La vision de l'administration est façonnée par une méfiance profonde envers les ambitions mondiales de la Chine. « Ils croient qu'ils étaient l'Empire du Milieu », a déclaré Bessent, ajoutant que la Chine « n'a jamais eu d'alliés. Elle a des États vassaux ». Cette perspective motive la volonté américaine de contrer des initiatives comme les Nouvelles Routes de la Soie, qui, selon Bessent, sont guidées par des « raisons de puissance dure », contrairement aux motivations de « puissance douce » derrière les institutions dirigées par les États-Unis comme la Banque mondiale et le FMI.
Domination de l'IA en 18 mois
La compétition dans l'intelligence artificielle est le point le plus urgent à l'ordre du jour de Bessent. Il a déclaré qu'un groupe de haut niveau se réunit chaque semaine pour surveiller les modèles d'IA et évaluer leurs vulnérabilités, craignant une utilisation abusive par des criminels ou des acteurs hostiles. La « menace ultime », selon Bessent, est le potentiel de l'IA à être utilisée pour créer un agent biologique « 10 fois pire que le Covid ».
Pour atténuer ces risques tout en favorisant l'innovation, l'administration poursuit un mélange de réglementations ciblées, comme le contrôle des exportations de puces avancées, et une approche plus souple pour éviter d'étouffer l'industrie. Cette approche est conçue pour garantir que les États-Unis gardent une longueur d'avance sur la Chine, qui a fait de l'IA un élément central de sa stratégie nationale, avec 83 % des entreprises chinoises utilisant l'IA générative contre 65 % des entreprises américaines, selon l'American Edge Project.
Relocalisation et résilience
La poussée vers l'indépendance technologique fait partie d'une politique industrielle plus large visant à relocaliser les capacités de production. Cela a conduit à des investissements significatifs dans l'industrie américaine des semi-conducteurs. Intel, par exemple, a augmenté ses commandes d'équipements de fabrication de puces de plus de 50 % en glissement annuel au début de 2026 et produit désormais en grand volume son nœud de gravure 18A en 1,8 nm.
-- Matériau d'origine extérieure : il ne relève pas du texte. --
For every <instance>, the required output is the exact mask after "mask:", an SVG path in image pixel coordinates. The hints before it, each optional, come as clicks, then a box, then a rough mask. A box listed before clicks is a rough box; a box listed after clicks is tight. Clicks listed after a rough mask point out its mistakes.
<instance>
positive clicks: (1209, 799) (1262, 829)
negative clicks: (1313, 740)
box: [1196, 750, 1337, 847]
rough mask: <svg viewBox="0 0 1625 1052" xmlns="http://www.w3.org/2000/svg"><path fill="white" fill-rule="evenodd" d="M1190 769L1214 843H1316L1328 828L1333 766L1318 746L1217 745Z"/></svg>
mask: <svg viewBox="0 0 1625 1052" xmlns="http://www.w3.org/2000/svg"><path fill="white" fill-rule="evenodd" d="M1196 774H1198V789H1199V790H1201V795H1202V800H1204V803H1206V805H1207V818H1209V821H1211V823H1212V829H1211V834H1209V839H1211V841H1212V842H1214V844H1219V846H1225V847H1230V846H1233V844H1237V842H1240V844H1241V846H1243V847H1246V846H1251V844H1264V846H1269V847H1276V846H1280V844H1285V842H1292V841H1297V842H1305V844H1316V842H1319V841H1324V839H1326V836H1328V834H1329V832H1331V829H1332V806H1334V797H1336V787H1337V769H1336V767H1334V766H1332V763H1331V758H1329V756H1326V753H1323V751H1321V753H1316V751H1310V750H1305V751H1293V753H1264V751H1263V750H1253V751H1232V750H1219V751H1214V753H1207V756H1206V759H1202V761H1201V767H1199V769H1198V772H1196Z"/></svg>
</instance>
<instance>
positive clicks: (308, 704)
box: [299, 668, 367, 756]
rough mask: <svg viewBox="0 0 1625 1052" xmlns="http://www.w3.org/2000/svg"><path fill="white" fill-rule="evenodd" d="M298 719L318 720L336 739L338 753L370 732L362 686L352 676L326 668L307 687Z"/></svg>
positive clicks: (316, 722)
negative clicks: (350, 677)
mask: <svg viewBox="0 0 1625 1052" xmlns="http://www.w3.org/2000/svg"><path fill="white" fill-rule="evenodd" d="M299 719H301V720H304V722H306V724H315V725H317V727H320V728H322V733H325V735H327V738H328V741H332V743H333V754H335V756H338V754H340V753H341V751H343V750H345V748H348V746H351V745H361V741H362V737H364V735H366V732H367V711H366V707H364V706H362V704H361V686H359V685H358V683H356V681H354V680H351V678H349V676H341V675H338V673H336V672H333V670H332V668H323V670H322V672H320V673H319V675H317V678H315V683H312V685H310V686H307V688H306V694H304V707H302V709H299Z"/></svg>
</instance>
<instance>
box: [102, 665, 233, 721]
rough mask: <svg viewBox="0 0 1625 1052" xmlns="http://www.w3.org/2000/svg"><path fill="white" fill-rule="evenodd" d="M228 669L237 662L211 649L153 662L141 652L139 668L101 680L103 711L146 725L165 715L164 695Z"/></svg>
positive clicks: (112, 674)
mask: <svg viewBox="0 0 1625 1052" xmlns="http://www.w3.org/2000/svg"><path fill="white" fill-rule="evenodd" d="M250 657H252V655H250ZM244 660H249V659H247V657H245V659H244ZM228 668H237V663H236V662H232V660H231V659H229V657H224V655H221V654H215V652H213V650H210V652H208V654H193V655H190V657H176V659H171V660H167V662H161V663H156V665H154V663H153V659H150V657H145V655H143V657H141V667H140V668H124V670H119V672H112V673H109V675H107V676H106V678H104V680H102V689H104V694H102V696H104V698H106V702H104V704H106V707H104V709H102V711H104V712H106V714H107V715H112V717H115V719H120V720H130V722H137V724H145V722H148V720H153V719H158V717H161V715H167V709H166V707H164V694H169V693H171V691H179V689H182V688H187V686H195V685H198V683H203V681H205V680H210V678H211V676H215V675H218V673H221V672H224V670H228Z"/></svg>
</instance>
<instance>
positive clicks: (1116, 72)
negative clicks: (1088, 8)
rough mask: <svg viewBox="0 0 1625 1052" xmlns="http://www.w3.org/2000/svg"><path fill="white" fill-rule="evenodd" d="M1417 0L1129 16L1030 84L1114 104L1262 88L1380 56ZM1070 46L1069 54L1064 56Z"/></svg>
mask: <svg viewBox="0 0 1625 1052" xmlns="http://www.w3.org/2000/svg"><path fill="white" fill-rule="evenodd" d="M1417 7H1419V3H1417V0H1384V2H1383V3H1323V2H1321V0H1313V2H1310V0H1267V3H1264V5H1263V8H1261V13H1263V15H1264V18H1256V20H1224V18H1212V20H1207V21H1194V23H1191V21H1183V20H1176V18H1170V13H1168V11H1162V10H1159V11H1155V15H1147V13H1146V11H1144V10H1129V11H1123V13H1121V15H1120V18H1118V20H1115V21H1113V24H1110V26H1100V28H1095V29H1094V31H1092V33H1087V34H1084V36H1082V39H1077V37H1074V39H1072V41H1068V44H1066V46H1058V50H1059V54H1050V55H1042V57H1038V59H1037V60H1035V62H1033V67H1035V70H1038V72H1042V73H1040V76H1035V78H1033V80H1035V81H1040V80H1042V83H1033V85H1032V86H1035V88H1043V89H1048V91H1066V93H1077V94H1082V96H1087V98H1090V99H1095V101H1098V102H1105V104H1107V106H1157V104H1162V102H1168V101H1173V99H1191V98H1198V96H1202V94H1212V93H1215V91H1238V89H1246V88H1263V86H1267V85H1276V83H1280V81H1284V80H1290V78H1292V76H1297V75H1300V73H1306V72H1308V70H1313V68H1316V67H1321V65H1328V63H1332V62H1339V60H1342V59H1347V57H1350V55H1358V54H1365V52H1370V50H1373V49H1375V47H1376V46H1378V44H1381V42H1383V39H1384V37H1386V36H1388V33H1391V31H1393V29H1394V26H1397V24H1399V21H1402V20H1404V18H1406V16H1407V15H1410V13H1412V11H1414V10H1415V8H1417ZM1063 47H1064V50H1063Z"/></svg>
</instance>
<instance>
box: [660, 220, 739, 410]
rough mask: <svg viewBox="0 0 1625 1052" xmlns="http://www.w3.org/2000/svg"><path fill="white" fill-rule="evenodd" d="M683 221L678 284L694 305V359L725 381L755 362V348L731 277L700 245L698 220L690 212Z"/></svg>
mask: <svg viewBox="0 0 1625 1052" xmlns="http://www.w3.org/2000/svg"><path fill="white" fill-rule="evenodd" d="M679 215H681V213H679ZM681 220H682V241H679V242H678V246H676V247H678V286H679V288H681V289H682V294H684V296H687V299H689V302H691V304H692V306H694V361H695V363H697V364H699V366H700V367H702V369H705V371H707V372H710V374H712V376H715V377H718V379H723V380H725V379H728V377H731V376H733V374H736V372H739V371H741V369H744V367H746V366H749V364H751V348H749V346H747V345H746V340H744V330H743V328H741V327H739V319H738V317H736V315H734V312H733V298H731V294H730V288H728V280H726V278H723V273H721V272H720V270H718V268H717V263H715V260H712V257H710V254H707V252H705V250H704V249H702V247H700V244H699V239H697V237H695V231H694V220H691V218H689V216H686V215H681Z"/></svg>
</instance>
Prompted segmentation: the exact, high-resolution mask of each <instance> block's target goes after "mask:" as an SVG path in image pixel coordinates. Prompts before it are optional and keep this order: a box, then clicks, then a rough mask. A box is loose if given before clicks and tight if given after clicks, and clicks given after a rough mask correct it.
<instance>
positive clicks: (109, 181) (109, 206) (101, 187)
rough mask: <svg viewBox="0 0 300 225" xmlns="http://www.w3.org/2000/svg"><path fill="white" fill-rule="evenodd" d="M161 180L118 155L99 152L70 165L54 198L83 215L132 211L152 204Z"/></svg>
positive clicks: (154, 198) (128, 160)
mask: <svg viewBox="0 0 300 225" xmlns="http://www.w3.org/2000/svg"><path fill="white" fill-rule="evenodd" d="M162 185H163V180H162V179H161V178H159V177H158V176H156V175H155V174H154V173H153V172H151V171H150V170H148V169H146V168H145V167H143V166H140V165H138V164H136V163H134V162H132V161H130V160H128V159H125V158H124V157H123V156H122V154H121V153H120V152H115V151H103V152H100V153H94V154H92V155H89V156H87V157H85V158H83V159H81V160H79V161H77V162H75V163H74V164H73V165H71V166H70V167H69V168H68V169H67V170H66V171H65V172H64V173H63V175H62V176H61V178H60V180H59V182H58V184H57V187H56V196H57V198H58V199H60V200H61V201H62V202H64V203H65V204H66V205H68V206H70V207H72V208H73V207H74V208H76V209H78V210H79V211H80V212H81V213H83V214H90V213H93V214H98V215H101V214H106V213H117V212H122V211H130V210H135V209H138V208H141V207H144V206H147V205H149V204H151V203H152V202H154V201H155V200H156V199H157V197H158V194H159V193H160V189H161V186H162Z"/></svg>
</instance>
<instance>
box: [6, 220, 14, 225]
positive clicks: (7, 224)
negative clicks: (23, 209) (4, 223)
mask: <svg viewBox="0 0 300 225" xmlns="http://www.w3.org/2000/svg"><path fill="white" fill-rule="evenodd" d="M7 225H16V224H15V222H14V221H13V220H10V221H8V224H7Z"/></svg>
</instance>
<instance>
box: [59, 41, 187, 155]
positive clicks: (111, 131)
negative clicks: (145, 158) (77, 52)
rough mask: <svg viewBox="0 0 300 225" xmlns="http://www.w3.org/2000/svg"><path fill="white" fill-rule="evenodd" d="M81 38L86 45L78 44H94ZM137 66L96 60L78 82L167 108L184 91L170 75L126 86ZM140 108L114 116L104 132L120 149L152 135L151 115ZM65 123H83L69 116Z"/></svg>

Le prochain nœud 14A de la société est conçu spécifiquement pour des clients externes, une initiative visant à concurrencer le géant de la fonderie Taiwan Semiconductor (TSMC).
Nvidia, leader dans la conception de puces IA, a réalisé un investissement stratégique de 5 milliards de dollars dans Intel, signalant une volonté de diversifier sa chaîne d'approvisionnement hors de TSMC et des risques géopolitiques associés à Taïwan. Ce partenariat émergent pourrait voir Intel emballer et assembler les puces IA avancées de Nvidia, offrant une alternative domestique et renforçant la résilience de l'écosystème américain des semi-conducteurs. Le gouvernement américain a également pris une participation de près de 10 % dans Intel, positionnant l'entreprise comme une pierre angulaire de la politique industrielle nationale.